First, we will try this movement in a standing posture although, it should be noted that this an excellent way to break up the deluge of seated meetings throughout the work day and can be done in a chair at your desk. More on that later. Stand with your chin tucked and your shoulders back and down and your hands by your side. Keep core engaged by pulling the belly button up and in. Not ‘sucking it in’ for pictures. More like ready for a punch in the gut. Now let yourself lean to the right and let the fingers of your right hand down the outside of your leg approaching the knee. Allow your left hand to float up as your right hand travels down. Reverse the motion back to a neutral and upright position and repeat on the same side for ten repetitions before performing the exercise on the other side.
These may also be performed from a seated position although a few considerations should be noted.
In a seated position your glutes and hips may not act as strongly to support the core. For this reason, you should move through a smaller range of motion a little bit slower than the standing version of this exercise. Also take extra special care if you are in a chair that swivels and rolls along the ground. The freedom of movement means less support and potentially increasing your discomfort in the long run. Slow and steady, thoughtful and controlled movements are the foundations of all of these movements.

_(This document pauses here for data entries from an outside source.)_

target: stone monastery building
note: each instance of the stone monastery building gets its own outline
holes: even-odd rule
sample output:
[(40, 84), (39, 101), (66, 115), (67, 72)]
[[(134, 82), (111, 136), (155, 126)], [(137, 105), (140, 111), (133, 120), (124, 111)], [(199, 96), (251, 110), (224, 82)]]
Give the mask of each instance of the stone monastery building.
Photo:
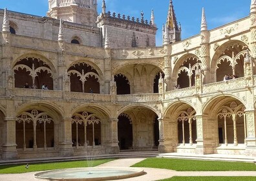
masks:
[(184, 40), (170, 0), (160, 47), (153, 12), (97, 5), (48, 0), (43, 17), (0, 10), (0, 159), (256, 156), (256, 0), (211, 30), (203, 9), (200, 34)]

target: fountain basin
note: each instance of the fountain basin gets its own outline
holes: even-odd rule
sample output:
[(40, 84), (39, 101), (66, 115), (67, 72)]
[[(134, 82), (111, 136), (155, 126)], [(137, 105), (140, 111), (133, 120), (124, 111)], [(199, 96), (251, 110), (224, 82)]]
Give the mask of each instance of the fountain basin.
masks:
[(48, 180), (112, 180), (144, 175), (144, 170), (132, 167), (85, 167), (52, 170), (37, 173), (35, 178)]

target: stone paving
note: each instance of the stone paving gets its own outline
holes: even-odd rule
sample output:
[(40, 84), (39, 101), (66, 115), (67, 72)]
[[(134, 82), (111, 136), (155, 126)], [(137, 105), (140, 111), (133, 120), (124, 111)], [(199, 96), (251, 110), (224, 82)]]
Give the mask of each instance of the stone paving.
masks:
[[(142, 161), (145, 158), (125, 158), (117, 159), (105, 163), (98, 167), (130, 167), (131, 165)], [(167, 169), (142, 168), (147, 174), (131, 178), (117, 180), (133, 180), (133, 181), (150, 181), (158, 180), (172, 177), (173, 176), (256, 176), (256, 171), (175, 171)], [(34, 177), (34, 175), (37, 172), (22, 173), (22, 174), (3, 174), (0, 175), (1, 181), (32, 181), (39, 180)], [(256, 179), (256, 178), (255, 178)]]

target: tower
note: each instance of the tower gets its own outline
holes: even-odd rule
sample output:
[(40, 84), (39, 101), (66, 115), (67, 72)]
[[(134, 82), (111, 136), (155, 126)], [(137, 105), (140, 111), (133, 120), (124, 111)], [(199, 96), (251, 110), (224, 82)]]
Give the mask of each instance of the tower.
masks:
[(166, 28), (165, 30), (169, 32), (170, 43), (181, 40), (181, 27), (178, 25), (172, 0), (170, 0), (169, 5)]
[(48, 0), (47, 16), (95, 27), (97, 0)]

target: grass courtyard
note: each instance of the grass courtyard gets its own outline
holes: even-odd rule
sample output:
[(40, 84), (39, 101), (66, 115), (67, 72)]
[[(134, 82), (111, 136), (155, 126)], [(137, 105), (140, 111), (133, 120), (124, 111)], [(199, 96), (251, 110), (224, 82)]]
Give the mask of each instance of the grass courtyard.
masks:
[(111, 160), (112, 160), (112, 159), (94, 160), (93, 161), (83, 160), (45, 164), (31, 164), (29, 165), (28, 169), (26, 169), (26, 164), (0, 165), (0, 174), (22, 173), (32, 171), (47, 171), (52, 169), (87, 167), (91, 166), (94, 167)]
[(256, 171), (256, 165), (253, 163), (156, 158), (147, 158), (133, 167), (166, 169), (178, 171)]
[[(253, 176), (173, 176), (161, 181), (255, 181)], [(159, 180), (160, 181), (160, 180)]]

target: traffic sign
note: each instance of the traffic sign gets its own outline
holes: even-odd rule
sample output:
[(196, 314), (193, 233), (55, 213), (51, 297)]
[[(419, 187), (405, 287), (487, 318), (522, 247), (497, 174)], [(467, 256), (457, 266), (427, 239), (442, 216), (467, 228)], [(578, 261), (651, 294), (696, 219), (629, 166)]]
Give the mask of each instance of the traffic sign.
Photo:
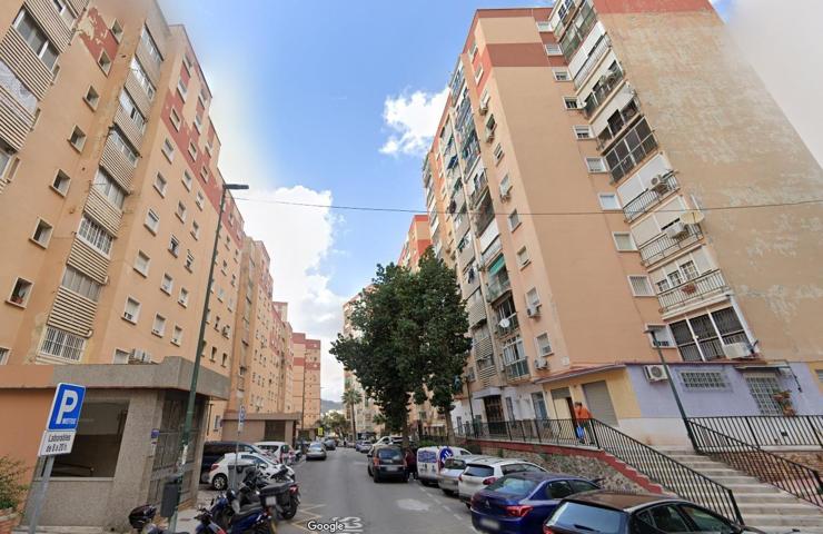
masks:
[(50, 432), (77, 431), (85, 397), (86, 387), (77, 384), (58, 384), (54, 398), (51, 400), (51, 411), (49, 412), (46, 429)]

Core activations -The Plank
Your core is key to almost every movement in your vocabulary and there are many ways to activate and strengthen your core. For now, lets keep it simple and talk about planks.
The plank is the first and last core movement everyone needs to use. Start with your hands and knees on the ground and walk your hands out away from your knees as you extend your hips toward the ground. Do not let your back arch as you do this. Keeping your abs tight means your back should be rounded and your glutes should be squeezed. Try to hold this position for about 20 seconds to start and work your way up to a minute before trying out a more difficult progression.
The next few variations are to make the exercise a little harder in small, incremental steps. Start by moving from your hands to your elbows. Next progression, we are going to get your legs fully extended! Stand on your tippie toes with about ten inches to a foot between each big toe and don’t forget to squeeze your abs and glutes as hard as you can. Each step of the way work up from 30 second rounds up to about a minute or even more!
Don’t forget to have some fun along the way!